22/01/2020  – Bar do Museu Clube da Esquina

A grande saga do Rosa

Não é o caminho, é a caminhada; ensina João Guimarães Rosa na voz do Tatarãna. O caminho está lá, no sertão infindo. A caminhada não, essa se dá dentro da gente. Muitos já passaram e vão passar por ele, poucos vivenciaram o que Guimarães captou naquele trajeto de 240 km, desde a partida com a lendária comitiva da improvável fazenda Sirga, região da represa de Três Marias, centro-norte mineiro, à chegada ao imponderável, na fazenda São Francisco, região de Araçaí, porto do que não existiu. Era maio do distante ano de 1952.

Durante dez dias, Guimarães Rosa montado no lombo da mula Balalaika percorreu ao lado de dezoito vaqueiros um percurso inusitado, cerrado mineiro adentro, onde adormecem nas veredas as coisas que existem e não tem nome, o sertão dentro e profundo, o infinito materializado. Naquela inesperada viagem, alguns reis a cavalo ao seu lado, como o mago Manuelzão – o capataz; Bindóia – o tocador de berrante e Zito – o cozinheiro.

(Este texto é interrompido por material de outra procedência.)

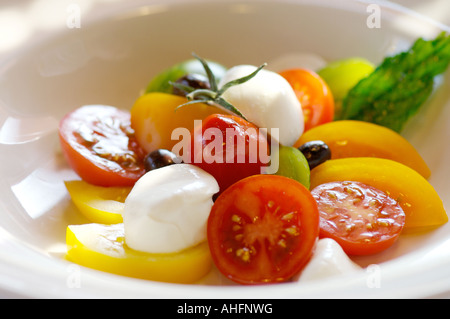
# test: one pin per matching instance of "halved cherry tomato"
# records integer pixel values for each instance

João Guimarães Rosa foi mais um, guiando a boiada de cento e oitenta bois para uma viagem cósmica, translúcida, aquela que se vê e não se pega, aquela que está além, mas faz parte da paisagem. Hoje o caminho é roteiro turístico, institucionalizado, ou seja, existe para não ser. O que Rosa buscou foi um não caminho, para dar nome ao que existia, se sabia, mas não se traduzia. Só os gênios têm esse poder, porque chegam antes da divindade e decifram o grande milagre da vida, que só ocorre quando ela não se faz dividida.

Foi lá, no meio das árvores que se contorcem na dor de existir e não quebram, nas flores que brotam da casca dura e oca das cigarras, que ele sentenciou: “nada está terminado”. Imagino que ele assistia às primaveras repetidas nas flores depois de abril, quando tudo é silêncio e distância. A travessia é isso. O fim no começo. O que se revela depois do caminho trilhado, quando nada do que se buscou foi encontrado. A caminhada é apenas isso, um reencontrar renovado com o inesperado, esse deus de pequenos milagres que só existe no que não foi pensado, no que não está definido.

O que hoje lá vive é apenas o vento que passou e não pousou, o ‘fantasma desolado’, o que não vive aqui e nem lá, mas enche nossa vida de fé e esperança. Lá, exaustos de tanto sol, Riobaldo e Diadorim encontraram abrigo no sem fim, nas dobras da história, e se amam no cio das noites sem lua. O romance deles – que hoje nos pertence – está lá, inteiro, de janeiro a janeiro, declarado e estendido sobre a paisagem, palmilhado nos olhos de Diadorim que de tanto ver o céu, tornou-se jardim. Por isso, não o podemos ver, muito menos sentir, apenas ouvir nas madrugadas de ventania suas vozes que se fundem com a aurora, para renascer no amanhecer de outra história, essa que não está escrita e grita dentro de todos nós, que amamos o universo do Rosa, o encantado.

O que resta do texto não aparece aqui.